Barium sulphate is magic ingredient in Purdue University’s white paint, which could replace air conditioning with its 98.1% reflection of sunlight

Xiulin Ruan, a Purdue University professor of mechanical engineering, holds up his lab’s sample of the whitest paint on record.
Xiulin Ruan, a Purdue University professor of mechanical engineering, holds up his lab’s sample of the whitest paint on record. Credit: Purdue University/Jared Pike

The world’s whitest white paint, able to reflect up to 98.1% of sunlight, has a significant cooling effect and when applied to buildings could reduce reliance on energy-sapping air conditioning, the US researchers behind the formulation have claimed.

The paint was refined by engineers at Purdue University over the last six years and exploits a high concentration of barium sulphate, a chemical compound used in photo paper and cosmetics, to boost reflectance and bounce infrared heat away from surfaces.

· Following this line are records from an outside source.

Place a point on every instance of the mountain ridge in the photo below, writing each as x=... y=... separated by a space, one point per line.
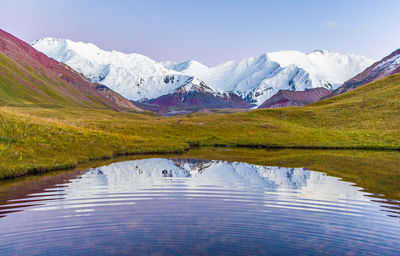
x=30 y=77
x=387 y=66
x=254 y=79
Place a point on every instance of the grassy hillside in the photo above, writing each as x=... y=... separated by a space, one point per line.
x=39 y=138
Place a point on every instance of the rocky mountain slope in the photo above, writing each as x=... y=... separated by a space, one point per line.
x=259 y=78
x=28 y=77
x=387 y=66
x=255 y=80
x=286 y=98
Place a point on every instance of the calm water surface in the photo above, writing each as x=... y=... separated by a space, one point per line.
x=175 y=207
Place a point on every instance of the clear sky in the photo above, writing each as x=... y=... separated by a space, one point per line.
x=211 y=31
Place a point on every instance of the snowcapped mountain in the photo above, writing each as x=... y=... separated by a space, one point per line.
x=387 y=66
x=134 y=76
x=259 y=78
x=255 y=79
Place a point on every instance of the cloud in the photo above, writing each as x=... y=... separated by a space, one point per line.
x=366 y=28
x=331 y=25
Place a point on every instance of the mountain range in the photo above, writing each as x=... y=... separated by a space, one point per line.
x=29 y=77
x=389 y=65
x=82 y=75
x=233 y=84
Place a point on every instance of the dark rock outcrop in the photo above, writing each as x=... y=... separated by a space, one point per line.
x=286 y=98
x=387 y=66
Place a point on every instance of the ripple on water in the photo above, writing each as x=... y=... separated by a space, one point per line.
x=172 y=206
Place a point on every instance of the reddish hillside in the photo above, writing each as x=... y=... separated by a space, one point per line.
x=286 y=98
x=197 y=97
x=387 y=66
x=30 y=77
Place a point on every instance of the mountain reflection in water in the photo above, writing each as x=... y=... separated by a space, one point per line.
x=178 y=206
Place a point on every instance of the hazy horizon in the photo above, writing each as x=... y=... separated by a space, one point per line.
x=210 y=32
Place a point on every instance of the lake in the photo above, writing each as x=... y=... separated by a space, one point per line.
x=179 y=206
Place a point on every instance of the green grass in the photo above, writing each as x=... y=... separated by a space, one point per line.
x=37 y=138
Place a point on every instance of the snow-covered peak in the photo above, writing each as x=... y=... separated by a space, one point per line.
x=325 y=67
x=134 y=76
x=255 y=79
x=389 y=64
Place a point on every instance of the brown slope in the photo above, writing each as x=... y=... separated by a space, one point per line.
x=286 y=98
x=380 y=69
x=28 y=76
x=198 y=97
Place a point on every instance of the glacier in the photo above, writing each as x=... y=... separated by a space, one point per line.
x=255 y=79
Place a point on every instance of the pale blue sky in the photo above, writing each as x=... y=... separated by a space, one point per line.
x=211 y=31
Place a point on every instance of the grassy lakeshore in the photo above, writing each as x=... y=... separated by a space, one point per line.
x=376 y=172
x=37 y=138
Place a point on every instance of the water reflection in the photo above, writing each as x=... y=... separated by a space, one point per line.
x=176 y=206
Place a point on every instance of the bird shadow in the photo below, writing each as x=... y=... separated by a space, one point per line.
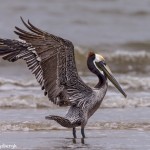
x=74 y=141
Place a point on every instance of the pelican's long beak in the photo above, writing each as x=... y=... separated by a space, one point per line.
x=110 y=76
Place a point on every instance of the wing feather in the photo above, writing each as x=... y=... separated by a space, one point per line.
x=56 y=72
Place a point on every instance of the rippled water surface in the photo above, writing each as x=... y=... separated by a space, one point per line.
x=119 y=30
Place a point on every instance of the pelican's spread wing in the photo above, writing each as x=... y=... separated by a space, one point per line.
x=56 y=67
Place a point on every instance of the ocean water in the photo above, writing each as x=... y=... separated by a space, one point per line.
x=117 y=29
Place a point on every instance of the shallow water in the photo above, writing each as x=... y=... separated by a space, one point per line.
x=119 y=30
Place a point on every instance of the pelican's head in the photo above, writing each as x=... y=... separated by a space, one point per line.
x=100 y=64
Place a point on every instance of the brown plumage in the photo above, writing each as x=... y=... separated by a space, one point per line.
x=51 y=60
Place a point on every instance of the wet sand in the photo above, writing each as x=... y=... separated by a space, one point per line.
x=108 y=129
x=96 y=140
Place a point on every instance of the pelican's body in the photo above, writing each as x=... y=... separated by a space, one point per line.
x=51 y=60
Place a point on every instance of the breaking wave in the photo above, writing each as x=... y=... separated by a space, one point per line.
x=46 y=126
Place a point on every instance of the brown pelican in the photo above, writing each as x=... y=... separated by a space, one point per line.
x=51 y=60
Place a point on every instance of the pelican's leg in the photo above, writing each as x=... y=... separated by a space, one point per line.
x=74 y=132
x=82 y=132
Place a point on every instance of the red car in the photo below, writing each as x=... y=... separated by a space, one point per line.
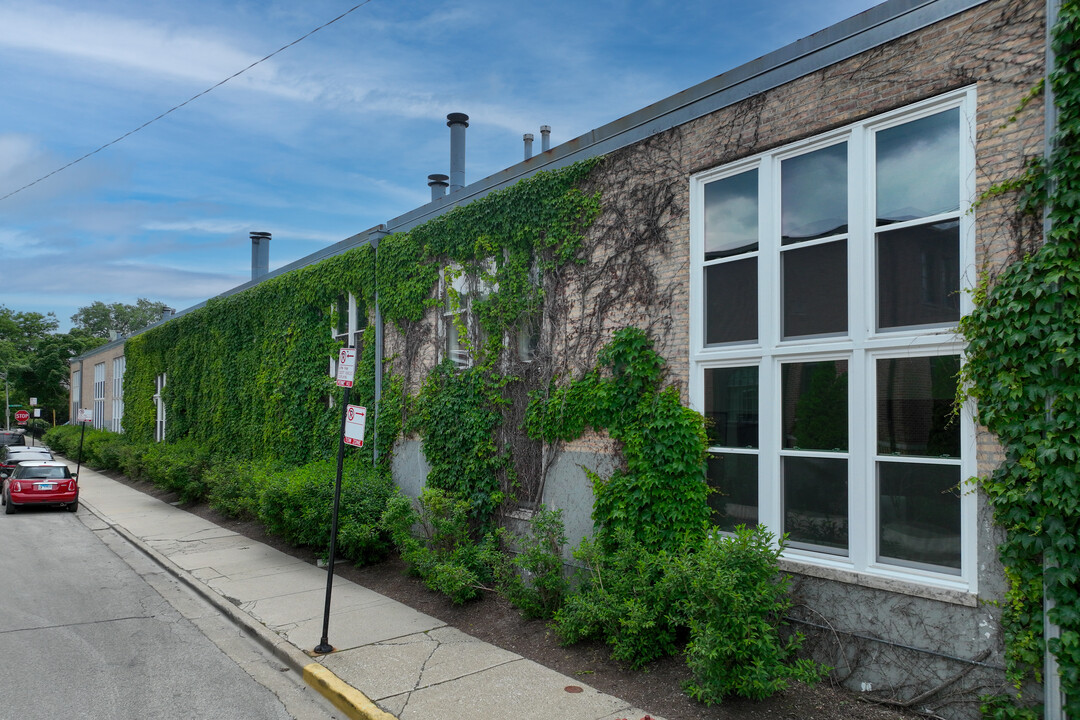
x=40 y=483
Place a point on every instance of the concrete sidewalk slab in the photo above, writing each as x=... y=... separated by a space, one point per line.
x=412 y=665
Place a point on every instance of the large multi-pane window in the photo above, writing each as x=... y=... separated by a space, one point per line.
x=826 y=285
x=119 y=365
x=99 y=395
x=76 y=394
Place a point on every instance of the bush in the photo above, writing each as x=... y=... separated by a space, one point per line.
x=235 y=487
x=443 y=553
x=534 y=579
x=297 y=503
x=626 y=599
x=734 y=602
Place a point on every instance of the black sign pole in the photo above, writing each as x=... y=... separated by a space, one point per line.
x=324 y=647
x=82 y=434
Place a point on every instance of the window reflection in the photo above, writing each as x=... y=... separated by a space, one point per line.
x=919 y=275
x=731 y=215
x=733 y=480
x=815 y=405
x=731 y=406
x=815 y=289
x=815 y=503
x=814 y=194
x=915 y=397
x=731 y=301
x=919 y=521
x=918 y=168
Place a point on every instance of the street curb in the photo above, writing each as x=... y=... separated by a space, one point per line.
x=347 y=698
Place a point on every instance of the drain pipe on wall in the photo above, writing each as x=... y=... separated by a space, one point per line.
x=457 y=122
x=374 y=239
x=1053 y=702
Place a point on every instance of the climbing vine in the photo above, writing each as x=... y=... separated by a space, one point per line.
x=1022 y=369
x=658 y=498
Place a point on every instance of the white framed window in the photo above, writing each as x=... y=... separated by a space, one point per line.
x=99 y=395
x=350 y=318
x=119 y=366
x=462 y=336
x=825 y=288
x=159 y=403
x=76 y=394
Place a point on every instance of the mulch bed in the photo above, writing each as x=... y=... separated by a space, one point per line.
x=657 y=689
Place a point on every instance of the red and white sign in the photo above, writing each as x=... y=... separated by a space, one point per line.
x=347 y=367
x=354 y=418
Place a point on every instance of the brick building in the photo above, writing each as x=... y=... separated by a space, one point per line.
x=814 y=232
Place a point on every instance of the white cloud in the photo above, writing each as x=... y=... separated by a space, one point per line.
x=200 y=56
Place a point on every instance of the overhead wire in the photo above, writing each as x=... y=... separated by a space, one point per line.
x=190 y=99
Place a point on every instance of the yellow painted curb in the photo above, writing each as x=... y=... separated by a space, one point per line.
x=345 y=696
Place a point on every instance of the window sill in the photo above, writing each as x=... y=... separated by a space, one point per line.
x=915 y=588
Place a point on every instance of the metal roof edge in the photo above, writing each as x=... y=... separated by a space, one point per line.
x=850 y=37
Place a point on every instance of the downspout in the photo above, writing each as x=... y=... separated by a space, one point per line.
x=374 y=239
x=1053 y=700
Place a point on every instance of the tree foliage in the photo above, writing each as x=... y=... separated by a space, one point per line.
x=35 y=356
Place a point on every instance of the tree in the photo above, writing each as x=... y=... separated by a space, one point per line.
x=97 y=318
x=35 y=357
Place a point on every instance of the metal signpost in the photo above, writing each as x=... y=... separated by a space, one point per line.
x=83 y=418
x=346 y=370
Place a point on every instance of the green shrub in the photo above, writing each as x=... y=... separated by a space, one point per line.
x=435 y=542
x=297 y=504
x=178 y=467
x=626 y=599
x=235 y=487
x=734 y=603
x=534 y=579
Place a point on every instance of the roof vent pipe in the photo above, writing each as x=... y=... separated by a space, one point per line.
x=457 y=122
x=260 y=254
x=437 y=184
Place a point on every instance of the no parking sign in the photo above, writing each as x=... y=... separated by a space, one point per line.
x=354 y=418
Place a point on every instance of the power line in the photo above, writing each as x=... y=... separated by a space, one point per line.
x=190 y=99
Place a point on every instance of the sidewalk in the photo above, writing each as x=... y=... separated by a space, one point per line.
x=390 y=662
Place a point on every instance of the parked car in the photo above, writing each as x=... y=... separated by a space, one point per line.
x=40 y=483
x=12 y=454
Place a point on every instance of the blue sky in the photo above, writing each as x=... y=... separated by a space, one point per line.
x=327 y=138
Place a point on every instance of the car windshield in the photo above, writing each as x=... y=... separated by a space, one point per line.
x=43 y=472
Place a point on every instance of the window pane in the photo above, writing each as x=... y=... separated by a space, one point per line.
x=731 y=404
x=918 y=168
x=342 y=315
x=815 y=289
x=814 y=194
x=455 y=350
x=919 y=514
x=733 y=478
x=919 y=275
x=915 y=398
x=815 y=502
x=731 y=215
x=814 y=398
x=731 y=301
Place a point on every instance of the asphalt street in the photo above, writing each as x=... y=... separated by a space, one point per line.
x=86 y=630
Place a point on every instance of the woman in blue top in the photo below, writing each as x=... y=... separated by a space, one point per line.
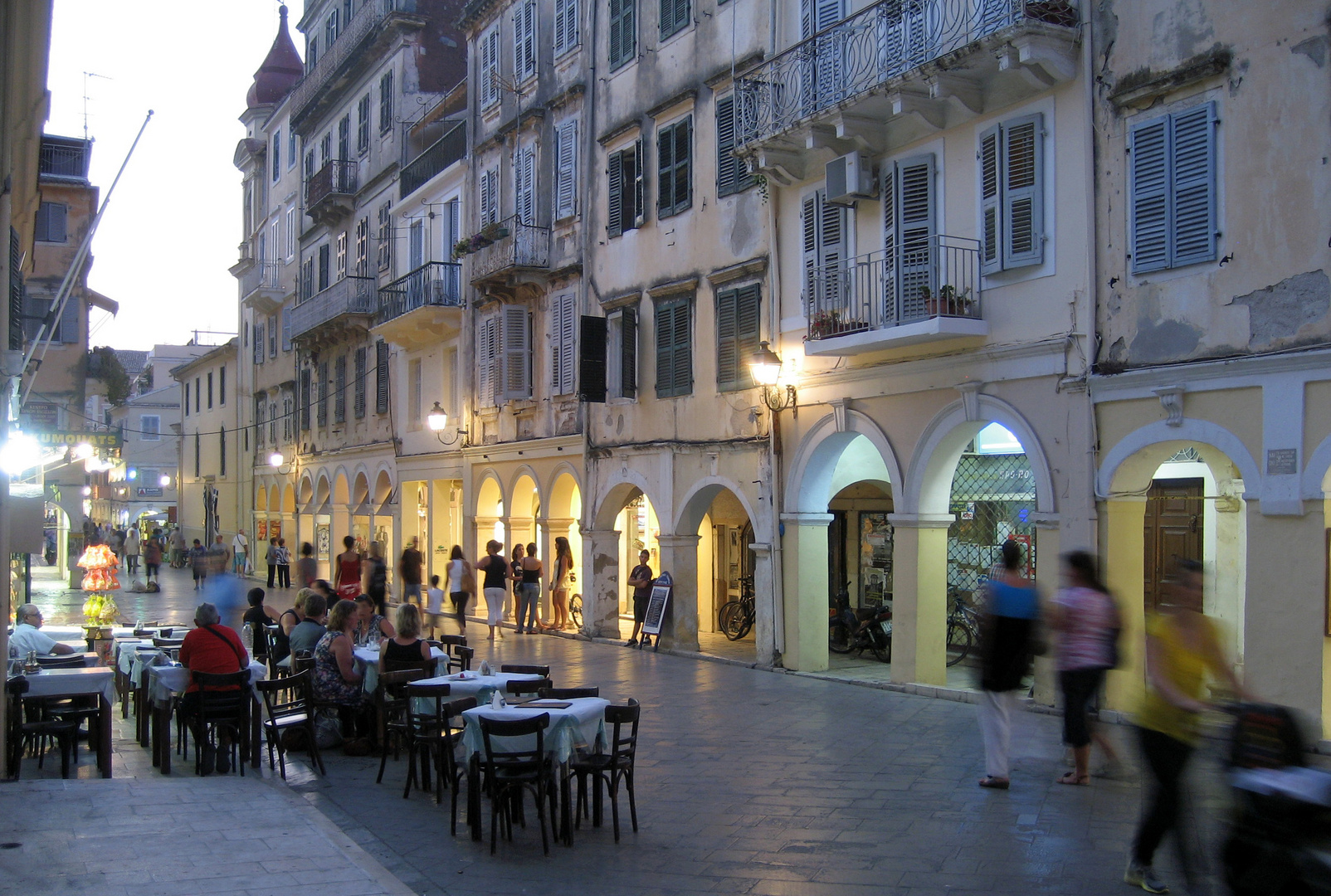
x=1011 y=611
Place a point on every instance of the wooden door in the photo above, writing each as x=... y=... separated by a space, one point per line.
x=1173 y=532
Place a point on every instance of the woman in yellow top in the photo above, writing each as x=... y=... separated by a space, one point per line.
x=1181 y=649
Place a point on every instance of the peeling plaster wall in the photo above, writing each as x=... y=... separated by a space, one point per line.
x=1273 y=178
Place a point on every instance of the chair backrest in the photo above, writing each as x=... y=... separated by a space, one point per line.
x=568 y=693
x=544 y=671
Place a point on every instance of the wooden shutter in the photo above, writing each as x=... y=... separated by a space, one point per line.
x=1022 y=196
x=1192 y=185
x=1148 y=195
x=515 y=348
x=591 y=363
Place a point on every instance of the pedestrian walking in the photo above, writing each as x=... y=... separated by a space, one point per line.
x=1011 y=611
x=1181 y=649
x=1086 y=622
x=494 y=586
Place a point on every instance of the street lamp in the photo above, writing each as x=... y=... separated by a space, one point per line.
x=766 y=368
x=438 y=420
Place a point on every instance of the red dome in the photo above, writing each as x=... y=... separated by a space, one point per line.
x=280 y=72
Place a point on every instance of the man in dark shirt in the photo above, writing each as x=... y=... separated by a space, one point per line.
x=641 y=581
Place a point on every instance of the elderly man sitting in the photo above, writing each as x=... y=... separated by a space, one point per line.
x=28 y=635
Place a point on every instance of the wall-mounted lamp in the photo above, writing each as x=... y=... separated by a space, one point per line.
x=766 y=368
x=438 y=421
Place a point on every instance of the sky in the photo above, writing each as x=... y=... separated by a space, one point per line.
x=173 y=224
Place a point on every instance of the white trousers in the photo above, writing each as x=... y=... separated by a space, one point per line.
x=996 y=727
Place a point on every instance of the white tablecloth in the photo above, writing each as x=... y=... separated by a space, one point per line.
x=583 y=723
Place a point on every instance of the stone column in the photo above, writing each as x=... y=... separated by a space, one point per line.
x=601 y=586
x=806 y=590
x=920 y=598
x=679 y=558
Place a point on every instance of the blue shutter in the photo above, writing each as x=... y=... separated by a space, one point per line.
x=1148 y=204
x=1192 y=185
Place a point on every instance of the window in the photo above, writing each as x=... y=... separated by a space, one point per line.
x=675 y=17
x=675 y=172
x=738 y=313
x=385 y=236
x=339 y=390
x=563 y=349
x=361 y=373
x=524 y=184
x=674 y=348
x=363 y=125
x=524 y=40
x=1172 y=215
x=623 y=32
x=51 y=222
x=386 y=101
x=626 y=189
x=1012 y=204
x=733 y=175
x=566 y=169
x=381 y=377
x=566 y=26
x=490 y=196
x=490 y=68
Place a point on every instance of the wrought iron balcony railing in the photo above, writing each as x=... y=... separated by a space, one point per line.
x=337 y=178
x=434 y=283
x=526 y=246
x=348 y=296
x=870 y=48
x=923 y=279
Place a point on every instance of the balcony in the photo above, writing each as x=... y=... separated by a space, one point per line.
x=445 y=151
x=346 y=305
x=261 y=286
x=899 y=71
x=330 y=191
x=423 y=306
x=354 y=46
x=925 y=292
x=524 y=248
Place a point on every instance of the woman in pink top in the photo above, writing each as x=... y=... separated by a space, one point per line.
x=1086 y=621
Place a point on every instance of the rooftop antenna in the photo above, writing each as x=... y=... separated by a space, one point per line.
x=87 y=75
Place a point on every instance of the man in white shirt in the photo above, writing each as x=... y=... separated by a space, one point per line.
x=28 y=636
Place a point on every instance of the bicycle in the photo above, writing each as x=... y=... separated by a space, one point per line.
x=736 y=616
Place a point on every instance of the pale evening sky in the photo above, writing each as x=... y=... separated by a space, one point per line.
x=173 y=226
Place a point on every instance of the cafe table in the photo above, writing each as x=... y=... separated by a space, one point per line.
x=81 y=682
x=582 y=723
x=169 y=680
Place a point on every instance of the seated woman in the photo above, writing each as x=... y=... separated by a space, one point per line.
x=339 y=682
x=369 y=623
x=407 y=646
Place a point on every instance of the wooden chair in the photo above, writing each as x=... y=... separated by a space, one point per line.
x=286 y=706
x=612 y=768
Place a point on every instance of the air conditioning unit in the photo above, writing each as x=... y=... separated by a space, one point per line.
x=851 y=178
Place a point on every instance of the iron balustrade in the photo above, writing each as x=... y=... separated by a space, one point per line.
x=336 y=178
x=925 y=279
x=524 y=246
x=434 y=283
x=867 y=50
x=348 y=296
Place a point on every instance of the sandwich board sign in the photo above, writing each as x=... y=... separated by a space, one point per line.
x=656 y=603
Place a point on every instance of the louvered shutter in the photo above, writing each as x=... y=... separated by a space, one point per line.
x=1022 y=197
x=991 y=207
x=1192 y=185
x=1149 y=195
x=515 y=347
x=591 y=367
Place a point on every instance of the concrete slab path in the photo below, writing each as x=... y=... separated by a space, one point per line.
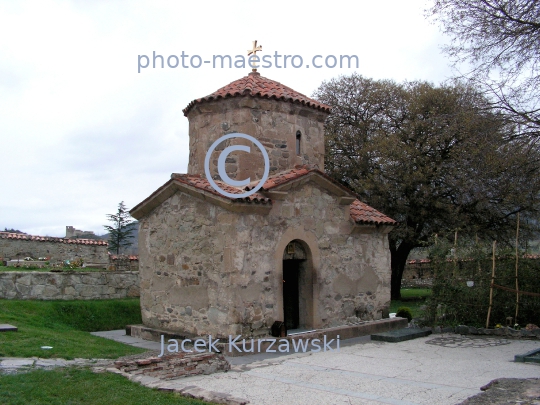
x=406 y=373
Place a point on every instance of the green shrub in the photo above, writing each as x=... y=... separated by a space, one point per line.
x=404 y=312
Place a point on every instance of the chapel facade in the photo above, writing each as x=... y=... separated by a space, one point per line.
x=302 y=250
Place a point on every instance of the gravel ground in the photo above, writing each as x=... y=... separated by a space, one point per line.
x=508 y=391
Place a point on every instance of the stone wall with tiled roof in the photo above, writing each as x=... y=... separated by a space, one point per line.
x=22 y=236
x=361 y=213
x=17 y=245
x=255 y=85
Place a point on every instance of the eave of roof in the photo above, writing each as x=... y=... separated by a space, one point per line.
x=198 y=186
x=255 y=85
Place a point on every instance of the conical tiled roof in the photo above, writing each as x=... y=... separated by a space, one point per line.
x=255 y=85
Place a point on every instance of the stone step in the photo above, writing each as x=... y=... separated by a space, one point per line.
x=400 y=335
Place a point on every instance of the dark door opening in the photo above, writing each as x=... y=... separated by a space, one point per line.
x=291 y=293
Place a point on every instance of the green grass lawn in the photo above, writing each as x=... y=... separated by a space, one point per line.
x=413 y=298
x=75 y=386
x=64 y=325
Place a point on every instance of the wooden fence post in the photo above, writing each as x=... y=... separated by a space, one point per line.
x=491 y=286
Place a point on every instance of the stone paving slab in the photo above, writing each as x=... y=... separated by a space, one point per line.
x=400 y=335
x=532 y=356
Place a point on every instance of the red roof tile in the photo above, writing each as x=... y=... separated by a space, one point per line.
x=361 y=213
x=255 y=85
x=130 y=257
x=202 y=183
x=20 y=236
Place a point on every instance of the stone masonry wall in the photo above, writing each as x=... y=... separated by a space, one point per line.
x=54 y=248
x=75 y=285
x=205 y=270
x=273 y=123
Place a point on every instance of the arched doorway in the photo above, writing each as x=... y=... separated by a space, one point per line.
x=297 y=286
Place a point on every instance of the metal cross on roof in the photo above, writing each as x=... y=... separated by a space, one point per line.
x=254 y=52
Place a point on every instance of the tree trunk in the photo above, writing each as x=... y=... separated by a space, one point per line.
x=399 y=257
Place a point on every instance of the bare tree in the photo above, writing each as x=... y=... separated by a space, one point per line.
x=499 y=42
x=436 y=159
x=120 y=233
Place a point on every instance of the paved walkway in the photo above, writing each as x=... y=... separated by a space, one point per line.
x=406 y=373
x=438 y=369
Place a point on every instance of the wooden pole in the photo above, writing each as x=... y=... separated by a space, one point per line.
x=517 y=268
x=455 y=255
x=491 y=286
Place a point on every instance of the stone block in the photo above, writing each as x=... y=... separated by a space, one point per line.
x=401 y=335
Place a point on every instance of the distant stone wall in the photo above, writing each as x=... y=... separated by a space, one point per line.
x=73 y=285
x=13 y=246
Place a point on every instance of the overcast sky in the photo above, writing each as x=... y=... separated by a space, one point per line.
x=82 y=130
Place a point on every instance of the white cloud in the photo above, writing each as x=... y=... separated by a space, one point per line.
x=81 y=130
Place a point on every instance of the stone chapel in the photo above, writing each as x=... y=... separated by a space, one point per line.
x=302 y=250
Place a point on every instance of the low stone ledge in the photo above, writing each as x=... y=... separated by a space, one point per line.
x=503 y=331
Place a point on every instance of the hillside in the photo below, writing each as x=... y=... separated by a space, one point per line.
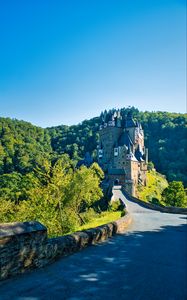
x=24 y=146
x=156 y=183
x=165 y=137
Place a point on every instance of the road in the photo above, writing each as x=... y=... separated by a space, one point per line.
x=147 y=262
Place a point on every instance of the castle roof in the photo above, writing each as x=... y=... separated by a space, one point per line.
x=116 y=171
x=130 y=122
x=87 y=161
x=125 y=140
x=139 y=154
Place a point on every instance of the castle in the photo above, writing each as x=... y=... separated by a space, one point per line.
x=121 y=151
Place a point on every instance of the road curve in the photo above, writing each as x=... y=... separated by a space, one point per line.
x=147 y=262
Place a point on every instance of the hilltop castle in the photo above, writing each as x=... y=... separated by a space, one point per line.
x=121 y=151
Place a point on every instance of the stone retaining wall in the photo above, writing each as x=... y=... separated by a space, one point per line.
x=166 y=209
x=25 y=246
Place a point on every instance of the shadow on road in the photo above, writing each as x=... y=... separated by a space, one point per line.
x=136 y=265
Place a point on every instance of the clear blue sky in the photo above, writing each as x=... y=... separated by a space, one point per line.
x=65 y=61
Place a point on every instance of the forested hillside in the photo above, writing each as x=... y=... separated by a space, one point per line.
x=23 y=147
x=165 y=137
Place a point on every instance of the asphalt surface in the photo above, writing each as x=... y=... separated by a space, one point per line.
x=147 y=262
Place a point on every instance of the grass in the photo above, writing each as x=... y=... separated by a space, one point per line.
x=105 y=217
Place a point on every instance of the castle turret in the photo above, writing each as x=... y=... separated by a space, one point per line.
x=121 y=152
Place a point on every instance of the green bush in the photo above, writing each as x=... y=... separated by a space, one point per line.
x=116 y=205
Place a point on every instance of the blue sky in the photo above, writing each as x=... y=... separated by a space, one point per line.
x=65 y=61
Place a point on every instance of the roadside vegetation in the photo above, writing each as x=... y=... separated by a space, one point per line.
x=39 y=179
x=159 y=191
x=61 y=197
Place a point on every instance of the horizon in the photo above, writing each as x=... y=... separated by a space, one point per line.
x=62 y=63
x=87 y=119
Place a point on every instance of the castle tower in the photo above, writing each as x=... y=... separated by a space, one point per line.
x=109 y=133
x=121 y=152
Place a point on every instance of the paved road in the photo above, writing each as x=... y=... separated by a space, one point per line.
x=148 y=262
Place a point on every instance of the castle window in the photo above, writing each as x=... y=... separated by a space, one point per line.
x=115 y=151
x=100 y=153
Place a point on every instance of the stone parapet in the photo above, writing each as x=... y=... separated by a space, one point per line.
x=25 y=246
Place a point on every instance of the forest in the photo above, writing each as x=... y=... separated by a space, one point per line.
x=38 y=174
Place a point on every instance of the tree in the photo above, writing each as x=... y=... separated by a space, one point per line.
x=174 y=194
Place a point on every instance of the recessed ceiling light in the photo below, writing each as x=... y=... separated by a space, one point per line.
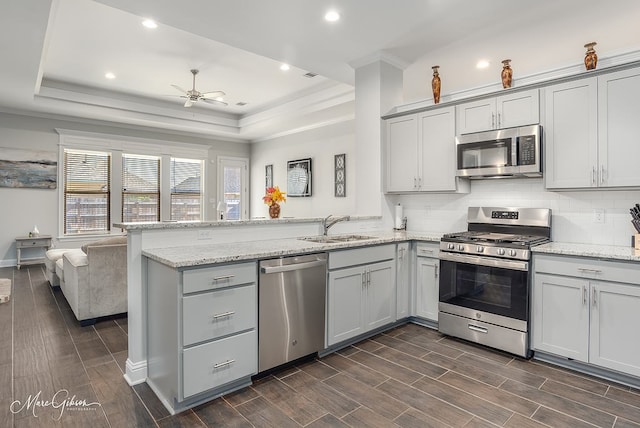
x=332 y=16
x=150 y=23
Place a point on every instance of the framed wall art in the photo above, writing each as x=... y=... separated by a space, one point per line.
x=340 y=175
x=268 y=176
x=28 y=169
x=299 y=178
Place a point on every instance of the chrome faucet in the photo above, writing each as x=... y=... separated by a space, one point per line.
x=330 y=221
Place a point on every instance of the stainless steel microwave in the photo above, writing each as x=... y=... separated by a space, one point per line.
x=512 y=152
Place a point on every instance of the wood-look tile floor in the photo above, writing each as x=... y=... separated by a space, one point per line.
x=410 y=376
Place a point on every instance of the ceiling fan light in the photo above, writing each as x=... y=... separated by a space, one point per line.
x=332 y=16
x=149 y=23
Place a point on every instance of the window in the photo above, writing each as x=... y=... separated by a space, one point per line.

According to the team’s estimates, a 1,000ft2 area of roof covered with the paint could have a cooling power of 10kW, making it more effective than central air conditioners used in most US homes.

Painting roofs white is an ancient and proven technique to cool buildings. However, today’s commercially available white paints only reflect 80%-90% of sunlight and are unable to make surfaces cooler than ambient temperatures.

Tests on the new paint revealed that in strong sunlight it could cool surfaces by 8°Fahrenheit below ambient surroundings, at night a drop of 19° was recorded.

The secret to this impressive performance is the high concentration of barium sulphate used as pigment. Unlike conventional titanium dioxide pigment, it does not absorb UV light and the inclusion of particles of various sizes scatters a wider range of the light spectrum.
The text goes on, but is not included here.